The basic goal of this assignment is to explore the following questions:
Across the United States, which types of events (as indicated in the EVTYPE variable) are most harmful with respect to population health?
Across the United States, which types of events have the greatest economic consequences?
The data was downloaded and saved on local computer. Then it was loaded on the R using the read.csv command. If object strom.data is already loaded, use that cached object instead of loading it each time the Rmd file is knitted. Moreover, this assignment used some libraries such as reshape2, reshape, ggplot2, plyr, and dplyr.
#Loading the libraries
library(reshape2)
library(reshape)
library(ggplot2)
library(plyr)
library(dplyr)
setwd("~/Desktop/Training/Data Science-Coursera/5 /Week 4/Peer-graded Assignment_Course Project 2")
storm_data <- read.csv("StormData.csv.bz2", header = T)
To understand the impact on population health we looked at the fatalities and injuries by event type and created a list of the 10 most severe weather events related to the impact on public health by aggregating up the fatalities and injuries by event type:
total_health <- aggregate(cbind(FATALITIES, INJURIES)~EVTYPE, data=storm_data, sum, na.rm=TRUE)
We then reshaped the data by adding the health cause as a factor allowing us group injuries and fatalities in a single plot:
total_health_factor <- melt(total_health[order(-(total_health$FATALITIES + total_health$INJURIES)),][1:10,], id.vars = "EVTYPE")
names(total_health_factor) <- c("EVTYPE","CAUSE","COUNT")
For the property damage we took a similar approach aggreagating the property damage by event type and then selecting the ten events that have cause the greatest economic impact related to property damage.
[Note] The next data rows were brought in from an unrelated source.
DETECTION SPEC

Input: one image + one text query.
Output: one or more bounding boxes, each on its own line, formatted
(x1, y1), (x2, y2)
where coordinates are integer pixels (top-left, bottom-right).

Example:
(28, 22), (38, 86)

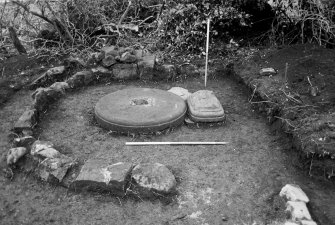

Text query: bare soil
(234, 45), (335, 179)
(0, 66), (335, 225)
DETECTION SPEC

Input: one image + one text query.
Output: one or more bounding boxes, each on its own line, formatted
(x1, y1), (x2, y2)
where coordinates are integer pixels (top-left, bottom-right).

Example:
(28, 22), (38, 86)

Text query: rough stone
(101, 46), (119, 58)
(32, 87), (64, 112)
(7, 147), (28, 165)
(91, 66), (113, 80)
(168, 87), (191, 101)
(177, 63), (200, 78)
(31, 66), (65, 86)
(50, 82), (70, 94)
(259, 68), (277, 76)
(21, 129), (34, 136)
(300, 220), (317, 225)
(279, 184), (309, 203)
(70, 159), (133, 196)
(286, 201), (312, 221)
(113, 64), (139, 80)
(120, 52), (137, 63)
(154, 64), (177, 80)
(66, 70), (95, 88)
(32, 88), (49, 112)
(64, 57), (86, 70)
(132, 163), (177, 198)
(102, 55), (116, 67)
(37, 154), (75, 182)
(14, 109), (37, 132)
(137, 55), (156, 80)
(30, 140), (61, 159)
(93, 52), (105, 62)
(133, 49), (152, 61)
(14, 136), (36, 150)
(46, 66), (65, 76)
As the property damange estimates where collected from various data sources, with different measurements, we first had to transform the data into a single comparable value:
storm_data <- transform(storm_data, PROPDMG =
ifelse(PROPDMGEXP %in% "B", PROPDMG*10^9,
ifelse(PROPDMGEXP %in% c("m", "M"), PROPDMG*10^6,
ifelse(PROPDMGEXP %in% c("k", "K"), PROPDMG*10^3,
ifelse(PROPDMGEXP %in% c("h", "H"), PROPDMG*100,
PROPDMG)))))
We could then aggregate the values and create the list of the ten events with the most property damage:
property_damage <- aggregate(PROPDMG~EVTYPE, data=storm_data, sum, na.rm = T)
top_list <- property_damage[order(property_damage$PROPDMG, decreasing = T),][1:10,]
With the total_health_factor data set we can create a list of the 10 most harmful events with respect to population health:
ggplot(total_health_factor, aes(x = reorder(EVTYPE, COUNT), y = COUNT, fill = CAUSE)) +
geom_bar(stat = "identity") + coord_flip() +
scale_y_continuous(breaks = seq(0, 100000, by = 2500)) +
ylab("Total injuries and fatalities") +
xlab("Event type") +
ggtitle("The 10 most harmful events with respect to population health") +
theme(axis.text.x = element_text(angle = 60, hjust = 1))
Another key concern is property damage caused by severe weather events. Although the storm database also includes crop damage caused by weather events, in this report we will focus on property damage as it impacts many personal lifes.
ggplot(top_list, aes(x = reorder(EVTYPE, PROPDMG/10e9), y = PROPDMG/10e9)) +
geom_bar(stat = "identity", fill = "darkturquoise") + coord_flip() +
ylab("Property damage in billions of dollars") +
xlab("Event type") +
ggtitle("The 10 most harmful events with respect to property damage")